More time playing outside means less time spent in the kitchen
The sun is shining, the temperatures are rising, and it finally feels like summer is just around the corner! The longer days mean that there is plenty of time to enjoy an outdoor adventure after work, or a BBQ with friends and family.
For me, a new puppy at home has made life that much more exciting (and busy)! Many of my evenings are spent romping in our backyard. In true puppy form, our little Arlo adores ripping up moss, jumping in our strawberry patch, and digging in the dirt. Our poor little strawberry plants!

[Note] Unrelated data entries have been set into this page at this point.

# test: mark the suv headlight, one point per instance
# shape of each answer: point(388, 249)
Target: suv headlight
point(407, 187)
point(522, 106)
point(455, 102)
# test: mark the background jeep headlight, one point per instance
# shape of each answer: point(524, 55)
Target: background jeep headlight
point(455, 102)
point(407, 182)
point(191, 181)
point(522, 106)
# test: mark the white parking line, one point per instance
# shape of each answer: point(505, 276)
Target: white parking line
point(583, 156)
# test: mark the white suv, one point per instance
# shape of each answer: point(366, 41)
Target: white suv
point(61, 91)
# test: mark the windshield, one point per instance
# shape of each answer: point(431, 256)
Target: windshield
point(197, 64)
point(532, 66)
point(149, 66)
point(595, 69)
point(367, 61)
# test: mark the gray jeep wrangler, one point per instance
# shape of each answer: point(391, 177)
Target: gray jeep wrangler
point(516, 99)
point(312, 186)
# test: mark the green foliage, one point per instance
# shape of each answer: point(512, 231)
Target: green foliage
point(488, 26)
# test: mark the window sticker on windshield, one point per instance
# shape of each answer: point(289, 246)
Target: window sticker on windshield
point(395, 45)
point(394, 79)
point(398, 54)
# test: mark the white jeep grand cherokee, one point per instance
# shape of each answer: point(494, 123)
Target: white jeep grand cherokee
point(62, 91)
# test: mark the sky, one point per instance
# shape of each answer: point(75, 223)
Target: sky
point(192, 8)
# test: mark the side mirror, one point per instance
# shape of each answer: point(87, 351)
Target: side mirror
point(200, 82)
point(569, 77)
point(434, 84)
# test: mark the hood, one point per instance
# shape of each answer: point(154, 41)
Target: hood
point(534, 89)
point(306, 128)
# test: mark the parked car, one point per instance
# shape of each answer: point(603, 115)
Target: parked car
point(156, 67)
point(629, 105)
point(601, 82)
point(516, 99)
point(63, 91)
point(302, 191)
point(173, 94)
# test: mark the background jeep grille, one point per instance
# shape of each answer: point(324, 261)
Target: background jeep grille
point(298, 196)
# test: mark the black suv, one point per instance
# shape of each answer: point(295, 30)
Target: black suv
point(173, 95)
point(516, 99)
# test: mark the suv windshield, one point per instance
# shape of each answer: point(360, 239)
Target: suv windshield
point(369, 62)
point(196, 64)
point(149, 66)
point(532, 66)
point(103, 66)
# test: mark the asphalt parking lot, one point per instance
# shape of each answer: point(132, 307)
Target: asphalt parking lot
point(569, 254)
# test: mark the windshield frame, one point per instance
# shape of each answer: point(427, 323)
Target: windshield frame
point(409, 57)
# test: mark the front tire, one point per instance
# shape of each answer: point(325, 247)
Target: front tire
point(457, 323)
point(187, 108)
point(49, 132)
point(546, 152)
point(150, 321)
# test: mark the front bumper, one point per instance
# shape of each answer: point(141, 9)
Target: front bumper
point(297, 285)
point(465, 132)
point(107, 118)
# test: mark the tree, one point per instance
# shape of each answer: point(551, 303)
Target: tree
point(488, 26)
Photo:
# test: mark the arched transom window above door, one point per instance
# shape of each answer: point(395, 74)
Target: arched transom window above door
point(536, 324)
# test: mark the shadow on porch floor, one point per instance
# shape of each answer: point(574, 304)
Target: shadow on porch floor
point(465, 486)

I've also noticed that more time playing outside means less time spent in the kitchen. Luckily, I know that eating well does not need to be fancy or complicated. Takes wraps, for example! They are one of my favourite on-the-go meals and I've been enjoying them a lot lately. With so many combinations to choose from, this super quick and easy meal is sure to be a family favourite.
To get started, try building your own wrap by mixing and matching items from the following categories:
- Cheese (optional): Cheddar, mozzarella, feta, cottage cheese, or another favourite.
- Condiments: Mayo, mustard, pesto, salsa, hot sauce, etc.
- Protein: Canned or cooked fish, eggs, chicken, turkey, pork, or beef (I like using leftover hamburger patties or roast chicken), shrimp, hummus, beans, or tofu.
- Toppings: Lettuce, spinach (I often buy the ready-to-eat bags), shredded carrots, avocado, sliced red peppers, cucumber, tomatoes, onions, apple, or pineapple.
- Wrap: Tortilla, pita, or roti (a type of flatbread popular in India). Choose whole wheat wraps for added fibre and nutrition.
Here are just a few of my favourite wrap/pita combos:
- Black beans or leftover ground meat, cheddar cheese, and red pepper with salsa and Greek yogurt.
- Chicken or turkey, sliced apples, cheese, spinach, and honey mustard.
- Hardboiled egg, chopped green onion, tomato, and mayo.
- Jarred or smoked fish, lettuce, cucumber, and mayo.
Dilly Salmon Wraps
- 1 cup salmon (jarred, canned, or leftover salmon fillet)
- 4 large whole wheat tortilla wraps
- Veggies of your choice (I used lettuce and red peppers)
- Cheese of your choice (optional)
- ½ cup Greek yogurt
- 2 tbsp mayonnaise
- 1 tbsp lemon juice
- ½ tsp dry or 1 tsp fresh dill
- Mix the Greek yogurt, mayo, lemon juice, and dill.
- Combine salmon with dilly sauce and mix well (you will probably have leftover sauce — it makes a great veggie dip, too!)
- Spoon salmon mixture onto each wrap and top with veggies and cheese of your choice.
- Fold in sides and roll tortilla up tightly.
You can serve this meal family-style: Just prepare all the toppings and let kids (and adults) choose their own veggies and condiments. What fun!